Gesucht werden begeisterungsfähige Mitgestalter, Menschen, die auch im Alter etwas von ihrem Leben wollen, die Lust haben, miteinander ein würdevolles und lebendiges alt und älter werden zu gestalten, dabei miteinander auch lachen und weinen, reden und zuhören, spazieren und rumsitzen, den Hof gestalten und das Landleben genießen können. Das Projekt Storchenhof ist derzeit noch auf der Suche nach Menschen mit ähnlichen Ideen und Träumen.

Der Hof bietet viele Möglichkeiten, die jetzt schon alle vorhanden sind, wie z.B.:

  • eine große Scheune für u.a. Tanz, Konzerte, Kino etc. 

  • einen großen Garten für Grillabende, Kuchenpartys etc. 

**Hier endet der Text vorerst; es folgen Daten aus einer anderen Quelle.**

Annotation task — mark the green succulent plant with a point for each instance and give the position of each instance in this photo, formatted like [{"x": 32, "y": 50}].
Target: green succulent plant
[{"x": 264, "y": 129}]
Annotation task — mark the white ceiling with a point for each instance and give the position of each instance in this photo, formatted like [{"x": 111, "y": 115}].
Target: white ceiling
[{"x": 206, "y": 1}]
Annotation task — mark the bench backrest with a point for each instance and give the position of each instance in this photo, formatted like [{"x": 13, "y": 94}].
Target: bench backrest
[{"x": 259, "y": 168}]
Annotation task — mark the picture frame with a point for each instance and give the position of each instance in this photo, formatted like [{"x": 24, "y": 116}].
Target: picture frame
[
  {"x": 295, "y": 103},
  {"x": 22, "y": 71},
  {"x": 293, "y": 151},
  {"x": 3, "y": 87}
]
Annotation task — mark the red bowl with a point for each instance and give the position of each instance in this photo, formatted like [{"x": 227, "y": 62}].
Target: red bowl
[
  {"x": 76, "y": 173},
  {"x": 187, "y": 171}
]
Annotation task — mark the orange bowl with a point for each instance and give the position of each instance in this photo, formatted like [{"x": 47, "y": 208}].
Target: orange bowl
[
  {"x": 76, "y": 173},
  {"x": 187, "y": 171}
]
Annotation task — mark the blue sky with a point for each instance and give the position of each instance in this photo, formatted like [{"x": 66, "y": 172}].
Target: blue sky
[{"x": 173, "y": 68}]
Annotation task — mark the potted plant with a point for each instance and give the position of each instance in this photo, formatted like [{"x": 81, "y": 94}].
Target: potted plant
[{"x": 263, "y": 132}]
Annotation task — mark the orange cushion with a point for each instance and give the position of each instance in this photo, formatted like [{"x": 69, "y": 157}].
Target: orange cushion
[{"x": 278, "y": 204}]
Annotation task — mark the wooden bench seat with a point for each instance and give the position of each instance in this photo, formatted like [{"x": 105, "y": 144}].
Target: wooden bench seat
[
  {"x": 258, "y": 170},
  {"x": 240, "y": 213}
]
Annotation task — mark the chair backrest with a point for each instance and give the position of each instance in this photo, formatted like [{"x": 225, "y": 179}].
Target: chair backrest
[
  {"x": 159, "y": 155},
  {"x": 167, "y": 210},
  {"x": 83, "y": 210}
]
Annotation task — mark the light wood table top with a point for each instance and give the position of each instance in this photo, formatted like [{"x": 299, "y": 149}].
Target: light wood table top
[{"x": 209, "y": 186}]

  • Sauna, Solarium, Fitnessmöglichkeiten 

  • Tiere im eigenen kleinen „Zoo“ 

  • viel Platz für künstlerische und handwerkliche Kreativitäten 

Ziel ist es, über verschiedene Wohnmodelle zu reden – z.B. den Verkauf einzelner, zum Teil schon bezugsfertiger Wohneinheiten oder über die Teilung des Grundstückes in eigenständige Parzellen mit Gebäuden darauf. Neben fertigen Wohnungen gibt es zudem noch weitere Räume und Gebäude, die ausgebaut werden können (Dachgeschoss mit neuem Dach und neuem Dachstuhl; Wasser- und Heizungsanlage sind schon im Haus vorhanden).

Dagmar Kühnelt sagt selbst: „Dieser Storchenhof ist ein Schatz, den ich gerne teilen möchte.“

Ansprechpartnerin: Frau Dagmar Kühnelt >>Webseite<<

Projekt Generationsübergreifende WG „MuT“

Der Verein MuT plant eine generationsübergreifende WG von max. 15 Parteien nicht weit von Münster oder einer anderen Universitätsstadt. Gewohnt werden soll in geeigneten Objekten wie z.B. einem stillgelegten Bauernhof oder entsprechend bebaubarem Gelände. Ziel ist es die Objekte anzumieten. Das soll u.a. die finanzielle Bewältigung für die WG-Parteien erleichtern, dem Investor die regelmäßigen Mieteinnahmen sichern und der Gruppe erbrechtliche Probleme ersparen.

Es soll keine WG im herkömmlichen Sinn entstehen, sondern eher eine Wohlfühl-Gruppe! „MuT“ “ könnte nämlich auch für „Miteinander und Toleranz“, „Mobilität und Tatkraft“ oder „Müßiggang und Trubel“ stehen. Das Gegenteil: „TuM“ = „Tyrannei und Mißgunst „, „Trixen und Mobben“, „Trübsal und Mühsal ist nicht gewollt.

Ziel ist es, eine WG zu schaffen mit viel Platz für separates und individuelles Wohnen, Gemeinschaftsräume und artgerechte Tierhaltung. Für eine problemlose Bewegung ist an eine sanfte Topographie gedacht. Für die täglichen Bedürfnisse, fremde Hilfestellung und die geistige Frische soll eine Mittelstadt in gut erreichbarer Nähe sein.

Bei der Schaffung der – „MuT“ “ -WG steht dem Verein eine kompetente Fachfrau zur Seite. Sie hat fundierte Erfahrungen in der Entwicklung und Realisierung von alternativen Wohnprojekten für Alt und Jung. Sie kann mit ihren Kontakten helfen, an z.B. Fördergelder, Investoren, Finanz- und Steuerberater, Architekten usw. zu kommen.

Gesucht wird nach „Mutigen“, die dem Verein beitreten und evtl. WG- Mitglied werden möchten. Gleichzeitig sollen Menschen animiert werden zu überlegen, ob “ MuT“ “ für sie einen neue Lebensform darstellt, zu der Sie Spaß hätten.